Barry Saunders, Staff Writer
So, we've got enough cops in Durham that we can just throw a couple of them away?
Sure, it was embarrassing to the city when we found out that a hooker working undercover, in a manner of speaking, claimed to have had sex with two cops last fall while they were on duty. Even more embarrassing: She saved evidence of her illicit lawman-lovin' liaison. No, don't ask.
The city summarily suspended, and then obtained resignations from, Sgt. Keith Cheeks and Officer Demond Gooch. Now, the Attorney General's special prosecution unit is trying to decide whether or not to try them.
What possible good could come from that? I'm guessing that the media glare, the opprobrium of their colleagues and losing their jobs were all adequate punishments.
Go ahead, if you want, and pretend that we live in a world where everything works as it should and every copper is a conscientious Officer Friendly patrolling the beat with a smile.
Gooch and Cheeks displayed dreadful judgment and deserved punishment for what they did. Forcing them out of their jobs -- barring any other substantial miscues in their personnel files -- seems like overkill, though.
Dropping the hammer on them is understandable, of course, when you consider that city officials must be anxious to dispel external perceptions that Durham is the Triangle's anything-goes outpost.
Initiating the investigation to the streetwalker's complaints of officer misconduct was a good step in establishing public confidence.
It would've been easy for the department to try to discredit the woman's allegations instead of investigating them and turning evidence over to state investigators.
There are, to be sure, some offenses for which there can be no forgiveness, at least not of the municipal kind. Officers engaged in violent crimes, drugs or theft, for instance, have certainly forfeited their right to wear a badge.
A reality that can't be blithely dismissed is that the Durham Police Department is undermanned. The 495-officer department has 24 vacancies, requiring longer hours and more overtime for the officers. As in anything else, the longer officers are required to work to make up for the personnel shortage, the less the return: officers who pull double shifts, it seems, are more prone to impaired, bad decisions or slower reactions: both can be fatal when you are that thin blue line.

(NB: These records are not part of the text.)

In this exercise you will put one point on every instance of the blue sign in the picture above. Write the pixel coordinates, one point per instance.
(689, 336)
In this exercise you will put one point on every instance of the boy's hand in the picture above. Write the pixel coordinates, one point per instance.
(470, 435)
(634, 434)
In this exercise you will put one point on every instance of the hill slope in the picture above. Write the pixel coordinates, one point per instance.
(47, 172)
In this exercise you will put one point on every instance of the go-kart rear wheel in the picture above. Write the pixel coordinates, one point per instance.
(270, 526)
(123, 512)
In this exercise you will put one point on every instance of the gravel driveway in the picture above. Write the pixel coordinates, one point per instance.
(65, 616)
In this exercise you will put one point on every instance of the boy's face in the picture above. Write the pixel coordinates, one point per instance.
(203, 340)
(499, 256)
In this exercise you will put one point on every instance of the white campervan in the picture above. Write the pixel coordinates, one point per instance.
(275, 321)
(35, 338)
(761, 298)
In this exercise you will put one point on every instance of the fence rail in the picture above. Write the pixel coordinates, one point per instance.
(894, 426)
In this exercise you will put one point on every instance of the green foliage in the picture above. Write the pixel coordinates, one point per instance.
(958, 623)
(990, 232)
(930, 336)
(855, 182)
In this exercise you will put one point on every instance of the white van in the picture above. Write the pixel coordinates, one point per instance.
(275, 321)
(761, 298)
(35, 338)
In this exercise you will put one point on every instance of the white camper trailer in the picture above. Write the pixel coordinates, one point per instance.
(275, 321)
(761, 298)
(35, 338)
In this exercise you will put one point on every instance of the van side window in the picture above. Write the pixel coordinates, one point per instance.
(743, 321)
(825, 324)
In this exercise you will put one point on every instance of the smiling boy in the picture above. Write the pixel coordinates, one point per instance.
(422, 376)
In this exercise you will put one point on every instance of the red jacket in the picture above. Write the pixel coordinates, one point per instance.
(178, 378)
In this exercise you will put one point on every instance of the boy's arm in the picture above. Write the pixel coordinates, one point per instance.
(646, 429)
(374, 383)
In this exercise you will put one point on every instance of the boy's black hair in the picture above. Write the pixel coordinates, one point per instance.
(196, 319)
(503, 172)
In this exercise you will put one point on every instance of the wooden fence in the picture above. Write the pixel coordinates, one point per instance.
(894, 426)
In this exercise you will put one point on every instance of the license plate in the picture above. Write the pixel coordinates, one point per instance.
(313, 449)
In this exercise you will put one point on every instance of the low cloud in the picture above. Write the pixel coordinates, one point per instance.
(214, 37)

A suspension of a couple of weeks to a month or so might've been an adequate punishment -- again, assuming the other offenses in the sergeant's and officer's personnel jackets weren't major ones.
That, along with a stint in woman's shelter to give them some sensitivity to poor women's plight, would have given them time to reflect on their poor judgment and decide if being a cop was what they really wanted.
Save your letter-writing, phone-calling outrage. No one is saying it's cool for cops to have sex with prostitutes, at least not on duty.
What I am saying is that for the officers' offense -- and given the investment the city had already made in them -- there should have been at least the possibility for some punishment that fell short of firing.